Both delis opened in 1937, but the Stage Deli made its debut at 48th Street and Broadway. Five years later, it moved to Seventh Avenue between 53rd and 54th streets. The Carnegie was on Seventh Avenue between 54th and 55th streets.
The Carnegie’s founders, Izzie and Ida Orgel, sold the deli to Max Hudes. He got the sobriquet “Carnegie Max,” but that didn’t get him the crowds. The Stage, too, had a Max — Max Asnas — and he’d already made his Stage a star. For over three decades, the Carnegie was relegated to second fiddle.
It stayed there till 1976, when Milton Parker and Leo Steiner took over. Steiner hired his brother Sam to cure their own meats in the basement. In 1979, Mimi Sheraton, in The New York Times, named the Carnegie one of the three best places for corned beef and pastrami. She didn’t name the Stage.
But the day the story came out, the Carnegie’s line reached to the Stage. Though they’d stocked up, the owners ran out of pastrami by 3 in the afternoon. In a single day, they had finally eclipsed their competitor. Mimi Sheraton had done for the Carnegie what Hugh Grant would do for Jay Leno.
Leo Steiner became the deli doyen that Max Asnas had once been. He courted stars, catered to comics, and kept making the sandwiches bigger. When Steiner died in 1987, Parker did his best to take over that role.

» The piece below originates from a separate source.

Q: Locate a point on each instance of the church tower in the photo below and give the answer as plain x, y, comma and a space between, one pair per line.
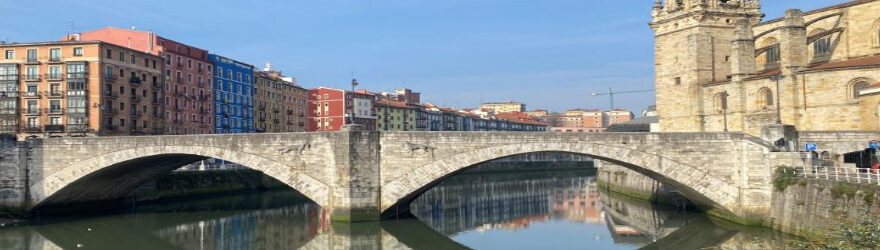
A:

In the video he appears in a bow tie, lugging around a giant pickle.
In 1993, he brought in Sandy Levine, who had been working in apparel but who was a natural in a deli. Sandy honed the art of abusing customers just enough so that they enjoyed it. He had business cards that said “MBD.” It stood for “Married Boss’s Daughter.”
The daughter is Marian Harper Levine, whose father was Milton Parker. She is still in charge, and she admittedly has little to be crabby about. She owns the Carnegie’s building, and she’s getting not only her own customers but also the Stage’s. “Now they have no choice,” she observes.
The staff will still be playful, Robert says. But only to a point: “We want to let our guests know that they’re appreciated.”
In other words, don’t expect to get that waitress in the video, who bade her customers a touching farewell with: “You’re not paying rent here. It’s time to go.”Have a nice day at the Carnegie Delicatessen & Restaurant, 854 Seventh Avenue, between 54th and 55th streets, in New York City.